February 6, 2019
The latest GSAT-31 satellite derives its heritage from ISRO’s earlier INSAT/GSAT satellite series
GSAT-31 satellite will provide digital communication services to Indian mainland and islands
In Dec 2018, ISRO launched its heaviest communication satellite GSAT-11 from French Guiana
In 2019, ISRO expects to launch 12 to 14 missions, including India’s second mission to the moon
The latest communication satellite from the Indian Space Research Organisation (ISRO), GSAT-31, was launched from the Spaceport in French Guiana on February 6. The launch vehicle, Ariane 5 VA-247, lifted off from Kourou Launch Base, French Guiana, carrying India’s GSAT-31 and Saudi Arabia’s Geostationary Satellite 1/Hellas Sat 4 satellites. With a lift-off mass of 2,536 kg, GSAT-31 will boost Ku-band transponder capacity in Geostationary Orbit. The satellite from the Indian Government-run space agency will provide continuity to operational services on some of the in-orbit satellites.

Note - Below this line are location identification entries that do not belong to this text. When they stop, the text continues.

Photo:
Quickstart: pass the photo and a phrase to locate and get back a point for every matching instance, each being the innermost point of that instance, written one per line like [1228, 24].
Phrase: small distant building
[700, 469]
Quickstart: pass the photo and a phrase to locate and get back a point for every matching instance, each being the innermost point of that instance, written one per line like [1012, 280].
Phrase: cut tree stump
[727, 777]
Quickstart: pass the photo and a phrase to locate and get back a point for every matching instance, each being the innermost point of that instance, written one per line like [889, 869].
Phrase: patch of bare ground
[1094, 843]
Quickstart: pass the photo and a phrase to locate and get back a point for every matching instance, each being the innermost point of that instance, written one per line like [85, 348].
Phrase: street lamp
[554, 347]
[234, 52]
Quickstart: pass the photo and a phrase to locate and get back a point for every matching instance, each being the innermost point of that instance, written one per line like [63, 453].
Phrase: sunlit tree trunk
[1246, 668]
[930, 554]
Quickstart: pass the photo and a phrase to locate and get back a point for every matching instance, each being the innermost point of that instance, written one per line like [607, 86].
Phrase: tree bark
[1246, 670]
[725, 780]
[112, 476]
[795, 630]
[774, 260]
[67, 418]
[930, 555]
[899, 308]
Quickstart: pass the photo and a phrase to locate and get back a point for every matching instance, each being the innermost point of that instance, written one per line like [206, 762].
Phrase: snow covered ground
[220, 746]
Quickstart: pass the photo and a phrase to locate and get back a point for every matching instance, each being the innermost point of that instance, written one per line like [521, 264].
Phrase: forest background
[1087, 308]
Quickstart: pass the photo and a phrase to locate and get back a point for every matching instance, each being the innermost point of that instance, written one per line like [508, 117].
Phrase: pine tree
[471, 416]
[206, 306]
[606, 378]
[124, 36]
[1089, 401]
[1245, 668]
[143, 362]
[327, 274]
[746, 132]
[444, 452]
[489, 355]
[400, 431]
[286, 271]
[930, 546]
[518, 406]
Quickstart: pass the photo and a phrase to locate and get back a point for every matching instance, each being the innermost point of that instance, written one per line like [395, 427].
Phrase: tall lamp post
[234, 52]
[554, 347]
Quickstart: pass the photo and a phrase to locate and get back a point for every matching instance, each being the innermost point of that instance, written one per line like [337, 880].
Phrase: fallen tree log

GSAT-31 derives its heritage from ISRO’s earlier INSAT/GSAT satellite series. ISRO Chairman K Sivan said that GSAT-31 was equipped with a unique configuration that provides flexible frequency segments and flexible coverage. The satellite will provide communication services to Indian mainland and islands. GSAT-31 will also provide DTH Television Services, connectivity to VSATs for ATM, Stock-exchange, Digital Satellite News Gathering (DSNG) and e-governance applications. The satellite will also be used for bulk data transfer for a host of emerging telecommunication applications.
Soon after separation from Ariane-5 upper stage, ISRO’s Master Control Facility at Hassan in Karnataka took over the command and control of GSAT-31. In the days ahead, scientists will undertake phase-wise orbit-raising manoeuvres to place the satellite in Geostationary Orbit (36,000 km above the equator) using its on-board propulsion system. During the final stages of its orbit raising operations, the antenna reflector of GSAT-31 will be deployed. Following this, GSAT-31 will be put in its final orbital configuration. It will be operational after the successful completion of all in-orbit tests.
In December 2018, ISRO had launched its heaviest and most-advanced communication satellite GSAT-11 from Kourou Launch Base, French Guiana. GSAT-11 will provide high-speed data connectivity. Last month, ISRO had successfully launched the Microsat-R and Kalamsat-V2 satellites from the Satish Dhawan Space Centre (SHAR) in Sriharikota. The GSAT-11 mission was launched by ISRO’s Polar Satellite Launch Vehicle (PSLV-C44) in its 46th flight. Of the two, Kalamsat-V2 is a student-built satellite. This flight marked the first mission of PSLV-DL, a new variant of PSLV with two strap-on motors.
In the previous PSLV launch on November 29, PSLV-C43 had successfully launched an earth observation satellite from India named Hyper-Spectral Imaging Satellite (HysIS) as well as 30 foreign satellites. The launch of 31 satellites in November came 15 days after the GSLV MkIII-D2 mission which injected the GSAT-29 communication satellite. India now has more than 50 operational satellites. In 2019, ISRO expects to launch 12 to 14 missions, including India’s second mission to the moon, Chandrayaan II.